If you are eligible for Medicare now, you are eligible for the prescription drug program. Sign ups for the plans can start Nov. 15. The plans go into effect Jan. 1, 2006.

For many of you, the most important action is to choose some plan by May 15, 2006. If you do not choose a prescription drug plan, there will pay a 1% higher premium for each month you delay signing up. You do not face the penalties if you have comparable coverage, such as through an employer-sponsored plan. You can decide to switch to a Medicare plan later without paying the penalty.

Fortunately, the wide variety of plans makes it easy to meet the deadline. There are plans with premiums of less than $20 monthly. You can sign up for one of these plans, get minimal drug coverage, and avoid the premium penalty if you switch to a more robust plan in the future.

The plans available to you and their cost depend on where you live. Many plans are being offered around the country. You can find the plans available in your area at www.medicare.gov, along with other details to help make a decision. Or check www.cms.hhs.gov/map/map.asp for a summary of plans available to you. Of course, the free booklet, Medicare and You, has many details.

Here are some key points to look for when considering the available plans.

The formulary. If you already are taking medications or anticipate needing to, the most important factor is the medications covered by a plan. You have to contact the company and ask to see the formulary or preferred drug list for the plan.

Some plans will not cover all the drugs available to treat a condition. Instead, they will cover only a certain brand if several are available or will cover only generic versions. For example, for high cholesterol a plan might cover Lipitor but not Pravachol. Or a preferred drug will be fully covered while a member who uses a non-preferred drug will pay more of the cost.

Another approach some plans take is to require prior authorization before a particular drug is covered. You might be required to try other drugs before the plan will approve a non-preferred drug.

Preferred drugs, prior authorization, and limited formularies are ways plans hold down costs. If certain drugs are important to you or you want maximum flexibility in the future, check these features.

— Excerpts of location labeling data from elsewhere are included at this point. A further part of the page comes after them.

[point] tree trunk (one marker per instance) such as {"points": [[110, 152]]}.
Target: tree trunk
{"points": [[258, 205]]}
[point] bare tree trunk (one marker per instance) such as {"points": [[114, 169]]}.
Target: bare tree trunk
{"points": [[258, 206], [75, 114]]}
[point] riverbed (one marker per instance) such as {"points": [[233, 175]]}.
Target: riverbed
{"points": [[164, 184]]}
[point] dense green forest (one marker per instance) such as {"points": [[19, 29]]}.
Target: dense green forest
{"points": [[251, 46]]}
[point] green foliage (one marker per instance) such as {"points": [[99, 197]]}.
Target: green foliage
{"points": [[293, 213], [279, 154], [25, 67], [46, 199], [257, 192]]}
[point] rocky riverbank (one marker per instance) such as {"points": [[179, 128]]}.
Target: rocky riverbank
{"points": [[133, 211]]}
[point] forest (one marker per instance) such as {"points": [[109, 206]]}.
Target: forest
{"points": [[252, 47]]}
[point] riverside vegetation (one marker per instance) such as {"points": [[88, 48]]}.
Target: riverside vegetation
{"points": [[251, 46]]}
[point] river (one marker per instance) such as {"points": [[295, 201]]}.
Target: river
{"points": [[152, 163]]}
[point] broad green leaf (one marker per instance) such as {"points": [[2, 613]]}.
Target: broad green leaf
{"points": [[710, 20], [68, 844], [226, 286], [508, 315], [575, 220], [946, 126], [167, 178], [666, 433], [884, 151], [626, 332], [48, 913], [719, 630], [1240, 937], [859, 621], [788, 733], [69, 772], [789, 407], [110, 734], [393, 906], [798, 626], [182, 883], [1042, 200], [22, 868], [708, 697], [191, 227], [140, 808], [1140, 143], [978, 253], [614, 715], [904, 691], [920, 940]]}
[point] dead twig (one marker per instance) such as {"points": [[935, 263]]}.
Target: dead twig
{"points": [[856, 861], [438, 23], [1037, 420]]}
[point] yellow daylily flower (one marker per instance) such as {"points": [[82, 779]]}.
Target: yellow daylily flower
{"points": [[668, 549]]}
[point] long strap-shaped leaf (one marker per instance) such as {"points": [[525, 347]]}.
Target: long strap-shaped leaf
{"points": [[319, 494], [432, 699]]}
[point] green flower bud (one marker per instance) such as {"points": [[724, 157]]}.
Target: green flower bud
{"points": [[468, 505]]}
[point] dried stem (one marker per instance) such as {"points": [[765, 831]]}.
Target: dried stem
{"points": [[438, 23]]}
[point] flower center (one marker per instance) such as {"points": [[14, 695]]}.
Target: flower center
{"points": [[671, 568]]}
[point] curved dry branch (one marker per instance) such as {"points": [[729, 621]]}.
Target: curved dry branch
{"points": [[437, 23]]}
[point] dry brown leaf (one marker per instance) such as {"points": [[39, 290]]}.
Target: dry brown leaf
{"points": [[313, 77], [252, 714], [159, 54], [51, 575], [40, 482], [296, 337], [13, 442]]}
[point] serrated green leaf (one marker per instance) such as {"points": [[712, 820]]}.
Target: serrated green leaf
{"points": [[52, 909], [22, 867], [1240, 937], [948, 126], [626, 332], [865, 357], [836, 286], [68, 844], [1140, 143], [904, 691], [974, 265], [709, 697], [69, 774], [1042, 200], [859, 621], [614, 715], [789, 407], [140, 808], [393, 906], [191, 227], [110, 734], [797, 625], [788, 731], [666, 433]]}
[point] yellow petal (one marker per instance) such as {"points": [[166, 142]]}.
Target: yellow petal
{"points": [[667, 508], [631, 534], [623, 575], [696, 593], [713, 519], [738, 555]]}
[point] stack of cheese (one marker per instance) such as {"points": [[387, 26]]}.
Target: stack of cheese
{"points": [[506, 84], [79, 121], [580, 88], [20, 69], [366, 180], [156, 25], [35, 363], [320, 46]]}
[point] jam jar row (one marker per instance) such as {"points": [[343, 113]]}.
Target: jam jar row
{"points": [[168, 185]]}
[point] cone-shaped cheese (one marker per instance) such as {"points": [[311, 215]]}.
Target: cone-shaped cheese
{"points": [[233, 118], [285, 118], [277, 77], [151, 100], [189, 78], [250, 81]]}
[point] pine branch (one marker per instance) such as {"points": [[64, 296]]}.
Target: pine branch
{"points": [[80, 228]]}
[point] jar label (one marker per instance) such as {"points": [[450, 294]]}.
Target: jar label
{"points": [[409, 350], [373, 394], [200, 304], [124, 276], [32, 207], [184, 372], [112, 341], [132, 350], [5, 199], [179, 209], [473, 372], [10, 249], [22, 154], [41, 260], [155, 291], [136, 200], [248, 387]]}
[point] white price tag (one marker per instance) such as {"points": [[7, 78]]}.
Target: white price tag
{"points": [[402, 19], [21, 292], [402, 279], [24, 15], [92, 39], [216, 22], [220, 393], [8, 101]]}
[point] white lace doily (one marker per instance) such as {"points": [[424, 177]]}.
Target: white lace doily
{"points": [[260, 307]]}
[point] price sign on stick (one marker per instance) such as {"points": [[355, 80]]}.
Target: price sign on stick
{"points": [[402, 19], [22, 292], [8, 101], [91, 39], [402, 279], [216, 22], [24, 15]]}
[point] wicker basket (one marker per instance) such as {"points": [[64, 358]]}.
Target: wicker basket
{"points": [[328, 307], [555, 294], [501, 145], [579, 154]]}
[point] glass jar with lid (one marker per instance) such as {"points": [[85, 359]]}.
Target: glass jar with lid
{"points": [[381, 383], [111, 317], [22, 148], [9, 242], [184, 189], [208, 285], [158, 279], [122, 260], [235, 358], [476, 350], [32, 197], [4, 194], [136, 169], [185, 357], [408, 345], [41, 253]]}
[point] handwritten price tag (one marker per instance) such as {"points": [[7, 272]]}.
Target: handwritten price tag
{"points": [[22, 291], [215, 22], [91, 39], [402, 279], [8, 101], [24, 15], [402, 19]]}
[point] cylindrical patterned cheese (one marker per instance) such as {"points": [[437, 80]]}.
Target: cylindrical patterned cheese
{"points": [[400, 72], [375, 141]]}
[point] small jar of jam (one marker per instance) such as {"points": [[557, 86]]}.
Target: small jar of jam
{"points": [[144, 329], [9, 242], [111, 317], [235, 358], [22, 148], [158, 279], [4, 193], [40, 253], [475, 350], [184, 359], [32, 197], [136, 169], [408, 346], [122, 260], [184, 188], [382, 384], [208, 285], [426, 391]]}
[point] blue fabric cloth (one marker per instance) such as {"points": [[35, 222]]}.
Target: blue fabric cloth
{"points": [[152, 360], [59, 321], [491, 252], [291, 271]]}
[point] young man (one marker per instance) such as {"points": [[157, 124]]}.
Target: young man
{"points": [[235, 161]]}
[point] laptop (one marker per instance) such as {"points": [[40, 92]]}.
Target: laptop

The doughnut hole. As we explained in past visits, the Medicare prescription drug plan has a gap in which the beneficiary is responsible for all drugs after the first $2,250 of prescription drug expenses for the year until out-of-pocket expenses reach $3,600. This is known as the gap or doughnut hole. A few plans, however, will cover some or all drug payments in the gap. Some cover only generics in the doughnut hole. Others cover both generics and brand names in the gap.

Of course, plans that cover drugs in the doughnut hole also charge higher premiums. You have to decide if the coverage is worth the higher premiums.

Cost sharing. Pay close attention to how the patient’s share of the costs is determined.

Some plans require a flat copayment amount for each prescription. Others charge one copayment amount for generics, another for brand names, and another for high-cost specialty drugs. Another variation is to charge one copayment amount for drugs on the preferred list and a higher copayment for other drugs. Others don’t charge copayments. Instead, they have co-insurance requirements. These are a percentage of the drug’s cost. They could mount, and you have less certainty of your ultimate out-of-pocket costs. Be sure you understand the difference between co-payment and co-insurance and how it will affect your cash outlay.

Pharmacy or mail order. Another way plans save money is by requiring patients to use their mail order pharmacies for drugs they use regularly.  Other plans have arrangements with one or more chain pharmacies or cooperatives so that prescriptions can be filled locally. Patients generally save money through the mail order pharmacies, but some find them inconvenient. With a mail order pharmacy, check the maximum supply allowed at one time. Some will allow a three-monthly supply and will charge only one or two copayments instead of three. When a local pharmacy is used, generally only a one month supply is allowed.

My main concern remains that some plans might be underpricing to build market share. In two years they might force members to pay higher premiums or shop for another plan. November 2005.